28.10.06

A Carta

A Carta

Por Paulo Heuser

Faz mais de um ano que cruzo pela senhora que segura o olho. Ela sempre está sentada no mesmo lugar, na mesma avenida, cedo pela manhã. Falta apenas quando chove. O Minuano encanado não a espanta. Refiro-me a ela como “a senhora que segura o olho” porque é exatamente o que ela faz: segura o olho, um olho azul. Quando solta a pálpebra o olho se fecha. Como o outro, já fechado, cuja cor ignoro, pois nunca o vi aberto. Não há como disfarçar a curiosidade. Aprendi desde pequeno que não devemos encarar ostensivamente as deficiências alheias. Tento disfarçar, não sei se consigo.
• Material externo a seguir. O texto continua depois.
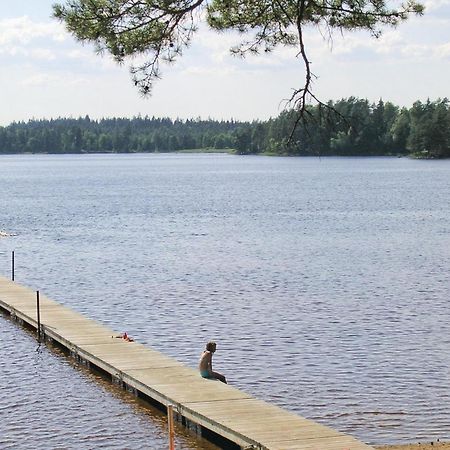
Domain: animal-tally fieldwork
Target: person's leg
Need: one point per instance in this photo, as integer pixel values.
(220, 377)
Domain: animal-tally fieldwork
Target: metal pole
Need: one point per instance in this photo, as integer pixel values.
(171, 431)
(39, 315)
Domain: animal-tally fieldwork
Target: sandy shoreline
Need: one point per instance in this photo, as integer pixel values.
(418, 446)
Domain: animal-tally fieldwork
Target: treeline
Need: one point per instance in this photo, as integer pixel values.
(348, 127)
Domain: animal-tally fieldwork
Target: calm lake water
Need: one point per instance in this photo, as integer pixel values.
(325, 283)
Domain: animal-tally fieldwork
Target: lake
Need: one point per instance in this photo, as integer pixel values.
(324, 282)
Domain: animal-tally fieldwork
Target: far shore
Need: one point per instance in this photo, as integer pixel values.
(419, 446)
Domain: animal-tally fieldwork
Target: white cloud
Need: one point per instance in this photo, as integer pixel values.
(22, 31)
(432, 5)
(50, 80)
(443, 51)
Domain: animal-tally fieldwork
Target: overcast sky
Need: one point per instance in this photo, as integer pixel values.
(45, 73)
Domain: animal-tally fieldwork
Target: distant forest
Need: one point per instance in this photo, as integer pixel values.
(353, 127)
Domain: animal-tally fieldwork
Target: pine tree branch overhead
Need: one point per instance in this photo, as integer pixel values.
(159, 31)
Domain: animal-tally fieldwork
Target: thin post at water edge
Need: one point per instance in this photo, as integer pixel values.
(170, 423)
(12, 266)
(38, 316)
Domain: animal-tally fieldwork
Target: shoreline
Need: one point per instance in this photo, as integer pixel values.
(433, 445)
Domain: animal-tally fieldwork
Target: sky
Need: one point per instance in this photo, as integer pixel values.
(46, 73)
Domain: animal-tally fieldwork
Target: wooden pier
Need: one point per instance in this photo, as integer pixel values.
(217, 411)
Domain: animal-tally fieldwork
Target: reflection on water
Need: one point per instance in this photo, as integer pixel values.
(323, 281)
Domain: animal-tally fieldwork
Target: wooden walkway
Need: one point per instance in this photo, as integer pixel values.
(205, 405)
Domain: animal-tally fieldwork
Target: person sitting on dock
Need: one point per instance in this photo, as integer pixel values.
(205, 364)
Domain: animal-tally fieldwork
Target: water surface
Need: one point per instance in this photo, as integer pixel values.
(324, 282)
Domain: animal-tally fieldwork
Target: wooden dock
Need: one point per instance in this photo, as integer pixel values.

Enquanto segura uma pálpebra aberta, com o polegar de uma das mãos, escreve com a mão restante. Concentrada, murmura algo enquanto escreve em folhas de papel A4 branco, utilizando canetas esferográficas azuis. Outro dia contei quatro delas na mão que segurava a pálpebra. Fico tentado a lhe perguntar sobre o que escreve. Seria um livro? Um livro sobre a bizarra experiência de enxergar o mundo apenas quando abre manualmente uma das persianas naturais?

Aprendemos cedo que na cidade grande cada um cuida da sua vida e segue seu caminho. Por outro lado, como seguí-lo ignorando cenas como essa? Por que senta ali, junto à fachada cega de um prédio comercial? Não está vestida nem age como indigente. Estará esperando alguém que a deixa ali para buscá-la depois? Vindo de onde, indo para onde?

Talvez seja outra daquelas pessoas que não vêm nem vão, apenas estão. Estão apenas fazendo parte do cenário de fundo, na nossa passagem. Se vão quando o cenário se vai. Normalmente são figurantes, as pessoas mais comuns na nossa vida. Cruzamos com elas diariamente, sabendo o que são, sem saber quem são. Como o jornaleiro, o chaveiro e a multidão de moribundos sociais. Não têm nomes, apenas apelidos, colecionados ao longo dos anos. Essa senhora pertence ao grupo dos figurantes surreais. Não tem apelido, é apenas a senhora que segura o olho.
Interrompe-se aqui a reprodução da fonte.